(1844-1897)
A Finnish novelist, short story writer, and dramatist, Canth was Finland's most significant playwright after Aleksis Kivi and one of its most outspoken realist social critics, writing on themes similar to those of Henrik Ibsen and Amalie Skram in Norway. Canth began her literary career as a widow with seven children to support, and her own experience of life's harshness no doubt influenced her literary work.
Canth's first dramatic efforts were two comedies, Murtovarkaus (1882; The Burglary) and Roinilan talossa (1883; In the House of Roinila). Her social criticism comes to the fore, however, in Tyomiehen vaimo (1885; A Worker's Wife), in which she speaks out against alcoholism and a husband's control of his wife's property. The wife in the play, Johanna, is married to a man who drinks up the money she brought into the marriage and steals the cloth she has contracted to produce for two women of the middle class, who, as a matter of course, abuse her when she is unable to deliver it because of her husband's irresponsibility.
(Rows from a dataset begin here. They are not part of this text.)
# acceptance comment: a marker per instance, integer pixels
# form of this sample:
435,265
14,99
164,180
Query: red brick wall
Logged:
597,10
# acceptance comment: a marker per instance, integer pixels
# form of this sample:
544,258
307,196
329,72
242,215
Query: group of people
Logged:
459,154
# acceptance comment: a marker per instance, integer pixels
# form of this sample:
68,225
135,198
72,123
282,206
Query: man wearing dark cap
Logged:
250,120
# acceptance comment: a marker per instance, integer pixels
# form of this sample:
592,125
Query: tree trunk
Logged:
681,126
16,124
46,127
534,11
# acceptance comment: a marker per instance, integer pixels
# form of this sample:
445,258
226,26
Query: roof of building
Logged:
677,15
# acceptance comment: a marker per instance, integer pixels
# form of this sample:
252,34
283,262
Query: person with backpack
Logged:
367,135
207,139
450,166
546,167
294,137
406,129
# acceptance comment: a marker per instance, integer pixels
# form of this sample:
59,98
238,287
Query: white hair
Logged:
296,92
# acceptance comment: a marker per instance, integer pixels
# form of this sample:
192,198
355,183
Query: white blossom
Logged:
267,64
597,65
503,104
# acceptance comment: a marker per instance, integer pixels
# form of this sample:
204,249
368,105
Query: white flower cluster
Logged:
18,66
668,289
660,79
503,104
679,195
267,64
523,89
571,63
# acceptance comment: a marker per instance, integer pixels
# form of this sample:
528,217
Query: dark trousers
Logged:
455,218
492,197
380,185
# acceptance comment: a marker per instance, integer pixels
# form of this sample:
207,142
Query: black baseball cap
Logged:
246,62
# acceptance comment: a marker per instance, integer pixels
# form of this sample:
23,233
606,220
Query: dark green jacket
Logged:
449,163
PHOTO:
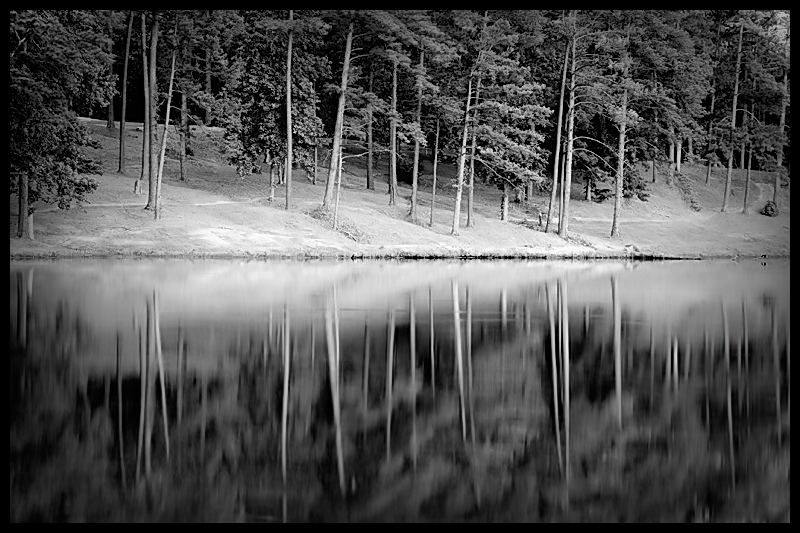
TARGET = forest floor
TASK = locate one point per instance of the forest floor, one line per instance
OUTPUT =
(216, 213)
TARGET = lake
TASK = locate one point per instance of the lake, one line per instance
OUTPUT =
(210, 390)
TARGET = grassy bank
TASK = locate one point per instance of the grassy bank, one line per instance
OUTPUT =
(217, 214)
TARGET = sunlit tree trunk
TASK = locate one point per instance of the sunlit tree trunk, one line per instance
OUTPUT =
(435, 162)
(563, 222)
(337, 134)
(152, 200)
(370, 165)
(393, 141)
(121, 168)
(556, 161)
(137, 187)
(733, 119)
(289, 159)
(471, 187)
(461, 158)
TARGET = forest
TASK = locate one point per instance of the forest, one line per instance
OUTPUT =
(521, 100)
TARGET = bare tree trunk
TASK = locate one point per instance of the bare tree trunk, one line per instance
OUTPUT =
(733, 119)
(461, 158)
(713, 98)
(435, 162)
(415, 170)
(558, 140)
(370, 177)
(25, 217)
(137, 187)
(776, 195)
(393, 141)
(337, 134)
(289, 159)
(621, 164)
(152, 200)
(563, 222)
(121, 168)
(470, 191)
(110, 123)
(166, 126)
(182, 133)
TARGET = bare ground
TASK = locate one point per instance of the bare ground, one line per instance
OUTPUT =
(216, 213)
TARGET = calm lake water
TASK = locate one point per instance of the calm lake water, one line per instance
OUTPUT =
(177, 390)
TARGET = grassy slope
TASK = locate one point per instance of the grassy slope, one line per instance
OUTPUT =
(217, 213)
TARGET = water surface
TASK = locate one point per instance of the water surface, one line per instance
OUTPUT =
(404, 391)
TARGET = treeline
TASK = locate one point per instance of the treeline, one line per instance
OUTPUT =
(522, 99)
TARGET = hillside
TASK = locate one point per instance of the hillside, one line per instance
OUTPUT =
(216, 213)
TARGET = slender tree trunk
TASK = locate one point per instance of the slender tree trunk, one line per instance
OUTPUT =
(370, 177)
(182, 133)
(461, 157)
(504, 203)
(471, 188)
(25, 217)
(733, 120)
(151, 197)
(289, 159)
(435, 161)
(166, 126)
(776, 194)
(747, 179)
(713, 98)
(337, 134)
(137, 187)
(620, 166)
(556, 161)
(121, 168)
(110, 123)
(393, 141)
(563, 222)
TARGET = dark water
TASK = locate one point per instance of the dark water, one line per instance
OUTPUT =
(481, 391)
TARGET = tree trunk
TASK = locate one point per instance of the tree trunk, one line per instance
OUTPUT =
(621, 165)
(470, 221)
(776, 195)
(747, 179)
(152, 200)
(289, 159)
(415, 170)
(713, 98)
(182, 133)
(137, 187)
(733, 119)
(337, 134)
(166, 126)
(24, 218)
(504, 203)
(563, 222)
(370, 177)
(393, 141)
(435, 161)
(558, 141)
(110, 123)
(121, 168)
(461, 157)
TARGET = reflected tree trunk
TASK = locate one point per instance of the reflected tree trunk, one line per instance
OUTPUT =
(459, 359)
(119, 419)
(333, 377)
(617, 347)
(286, 370)
(551, 321)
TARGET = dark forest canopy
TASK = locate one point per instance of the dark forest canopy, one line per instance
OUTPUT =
(638, 86)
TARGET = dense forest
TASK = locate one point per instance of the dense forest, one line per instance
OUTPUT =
(520, 99)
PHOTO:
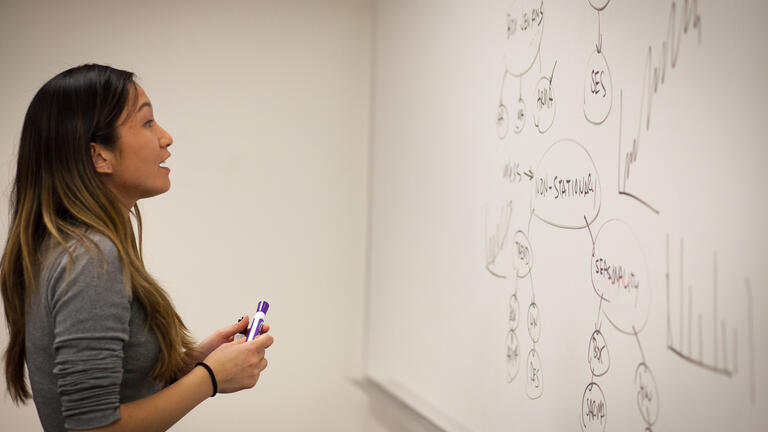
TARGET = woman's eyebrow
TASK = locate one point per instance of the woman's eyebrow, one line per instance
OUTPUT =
(145, 104)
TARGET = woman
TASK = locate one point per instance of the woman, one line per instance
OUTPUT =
(103, 345)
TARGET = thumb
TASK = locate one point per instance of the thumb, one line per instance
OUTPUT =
(237, 327)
The feminist message is also present in the novel Hanna (1886), in which the life of a young girl—and that of her mother—is contrasted to that of her brothers and father. Canth's criticism of the unequal distribution of wealth is continued in both the story Koyhaa kansaa (1886; Poor Folks) and the play Kovan onnen lapsia (1888; Misfortune's Children), in which she, like Amalie Skram, also takes aim at the treatment of mentally ill people. Her novella Kauppa-Lopo (1889; The Peddler Lopo) contrasts the indifference of the well-to-do with the kindness of the scorned peddler. Intergenerational conflict is the theme of the play Papin perhe (1891; The Parson's Family), in which the minister father somewhat belatedly realizes that core Christian values apply to his conduct in his home.
Canth's play Sylvi (1893), written in Swedish, has a title character that in some ways looks like an extreme version of Nora in Ibsen's play Et dukkehjem (1879; tr. A Doll's House, 1880). Sylvi is treated like a doll and a child by her much older husband, falls in love with another man, poisons her husband in order to be free to remarry, and does it without understanding that what she has done is against the law. She is dumbfounded when her new lover rejects her as a criminal. In the play Anna-Liisa (1895; tr. 1997), on the other hand, Anna-Liisa's fiance stands by her when she voluntarily confesses to a crime from her youth and is willing to take her punishment.
Historical Dictionary of Scandinavian Literature and Theater. Jan Sjavik. 2006.